UNODC Supports Central Asian Countries in Piloting Drug Use Disorder Treatment Services Quality Assurance Mechanisms/Tools

Background

Four Central Asia countries piloted the UNODC Quality Assurance (QA) mechanisms in 2019 with training and technical assistance provided by UNODC in 2018-2019. The countries involved were Tajikistan, Kazakhstan, Uzbekistan and Kyrgyzstan.

The activity was conducted within the framework of the UNODC global project GLOJ71: “Treating drug dependence and its health consequences: Treatnet II” and funded by the U.S. State Department Bureau of International Narcotics and Law Enforcement Affairs (INL).

Following training of experts in drug use disorder treatment from each country, teams of trained assessors selected standards, criteria and assessment methods from the UNODC Services QA tool for piloting. Countries focused on areas they considered were important to their country or that were known to require quality improvement. Piloting of the selected standards were conducted at 10 drug use disorder treatment services across 13 sites.  

The report, prepared by UNODC International Consultant Ms. Annette Dale-Perera, presented the collated results of the four Central Asia countries participating in piloting the UNODC QA mechanism.

Results

There was a significant commitment by the four Central Asian countries to the piloting of the QA mechanism based upon the UNODC QA tool kit. The countries and participating services should be commended by their commitment to quality, and their diligence and fidelity to the UNODC recommended process. 

In summary the assessment results indicated

  • The majority of criteria were met in most services, 65% of common criteria chosen by all services and 76% of all criteria.
  • The CA countries had clear strengths in relation to quality ‘enablers’ including national regulations, assessment procedures, patient record systems and staff record systems.

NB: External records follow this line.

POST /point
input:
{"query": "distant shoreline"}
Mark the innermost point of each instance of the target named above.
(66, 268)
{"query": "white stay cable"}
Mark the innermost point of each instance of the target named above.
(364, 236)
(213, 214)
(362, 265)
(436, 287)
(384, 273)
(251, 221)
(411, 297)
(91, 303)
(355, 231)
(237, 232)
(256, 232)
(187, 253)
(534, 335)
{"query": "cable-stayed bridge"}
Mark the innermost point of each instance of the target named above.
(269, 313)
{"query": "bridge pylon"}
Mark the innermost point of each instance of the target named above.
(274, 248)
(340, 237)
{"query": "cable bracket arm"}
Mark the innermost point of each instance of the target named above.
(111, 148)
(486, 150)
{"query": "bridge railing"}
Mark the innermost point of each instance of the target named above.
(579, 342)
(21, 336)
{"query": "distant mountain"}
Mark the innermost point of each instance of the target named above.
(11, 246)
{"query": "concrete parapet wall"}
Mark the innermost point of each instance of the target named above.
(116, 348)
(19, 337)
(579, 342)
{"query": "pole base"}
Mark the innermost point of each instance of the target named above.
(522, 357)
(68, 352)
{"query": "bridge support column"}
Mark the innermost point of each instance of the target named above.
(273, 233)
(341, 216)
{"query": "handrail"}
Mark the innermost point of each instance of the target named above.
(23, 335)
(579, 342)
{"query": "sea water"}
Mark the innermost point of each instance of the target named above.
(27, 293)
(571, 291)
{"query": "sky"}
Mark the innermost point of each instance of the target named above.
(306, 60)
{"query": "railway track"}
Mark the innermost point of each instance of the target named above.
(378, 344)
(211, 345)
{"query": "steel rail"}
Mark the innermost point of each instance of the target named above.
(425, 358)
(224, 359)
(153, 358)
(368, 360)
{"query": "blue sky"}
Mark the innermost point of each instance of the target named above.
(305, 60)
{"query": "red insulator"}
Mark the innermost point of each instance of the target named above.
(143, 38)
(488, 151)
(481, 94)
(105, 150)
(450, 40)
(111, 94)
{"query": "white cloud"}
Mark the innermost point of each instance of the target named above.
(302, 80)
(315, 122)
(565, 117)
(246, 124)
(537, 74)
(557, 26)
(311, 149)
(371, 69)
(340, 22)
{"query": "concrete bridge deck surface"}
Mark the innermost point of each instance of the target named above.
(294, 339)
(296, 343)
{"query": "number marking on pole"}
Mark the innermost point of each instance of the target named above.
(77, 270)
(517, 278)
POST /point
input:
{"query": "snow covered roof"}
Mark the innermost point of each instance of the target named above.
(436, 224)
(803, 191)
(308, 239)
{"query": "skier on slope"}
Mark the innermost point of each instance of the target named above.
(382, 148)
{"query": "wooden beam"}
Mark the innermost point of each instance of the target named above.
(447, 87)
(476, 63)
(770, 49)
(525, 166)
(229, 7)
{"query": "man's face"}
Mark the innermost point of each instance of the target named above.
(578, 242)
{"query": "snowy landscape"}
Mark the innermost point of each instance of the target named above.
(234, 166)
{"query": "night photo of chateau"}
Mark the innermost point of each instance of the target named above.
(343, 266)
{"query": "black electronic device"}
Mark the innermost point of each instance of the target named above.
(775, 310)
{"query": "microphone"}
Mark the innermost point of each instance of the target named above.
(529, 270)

The key trends whether services met standards were

  • The majority of Core Management criteria were met. However, some improvement was required (in two or more services) on: service plans being reviewed; staff training; clinical governance mechanisms; and patient consent. Moreover, with regard to Key Performance Indicators (KPIs), improvement was required on waiting times; occupancy rates; patients completing treatment and aftercare.
  • Over half of Core Care standards were met:  21 criteria were met (57%) and 16 (43%) were not met or partially met. Improvement was required (two of more services) in all criteria especially patient having treatment plans in one country and patients having treatment plan reviews (in three out of four countries).
  • The key trends on Patient Rights standards were that, in general, patients reported feeling respected. However, there was room for improvement in patients when it came to their involvement in assessment and treatment planning. Most countries could also improve patient involvement in service quality assurance and design.
  • In relation to Interventions standards, some countries met some criteria on having protocols for interventions – particularly opioid pharmacological interventions. However, some improvement was required in a number of countries with respect to protocols for physical and mental health assessment; protocols for psychosocial interventions; protocols for pharmacological intervention for sedative drug detoxification; symptomatic prescribing and polysubstance use. All countries required recovery management protocols. There was also no evidence provided on whether the protocols had been established and were being used in services and this should be considered for phase2 of the QA process.
  • On standards for different Treatment Settings; three out of four countries required improvement on outreach protocols.
  • On standards for Patient Target groups, three countries required protocols on working with parents who use drugs including women.

Recommendations

Following the success of this pilot, a review of the pilot and a phase 2 roll-out of a regional QA mechanism was recommended. This could include:

  • The standards and criteria used by the four Central Asian countries in the pilot should be reviewed and aligned with the latest ‘International Standards for the Treatment of Drug Use Disorders (WHO/UNODC 2020) and UNODC Services QA Toolkit 2020.
  • Development of an agreed set of ‘consensus standards’ and criteria for the region (including KPIs) to foster sharing of good practice, comparison and peer audit. Countries could also put in place ‘extra’ optional criteria in addition to these if required.
  • In a phase 2 QA roll-out, Intervention criteria should include whether protocols are established within services and whether documents exist. This would indicate whether the staff were following evidence-based, agreed practice.
  • The QA roll-out should ideally have agreed methodologies including patient surveys and how they are reported, could be strengthened in a future training and roll-out of the QA mechanism, to ensure fidelity.

A second phase of training and technical support provided by UNODC to enable the consolidation of the QA mechanism for roll-out was also recommended. This will take place in October 2020.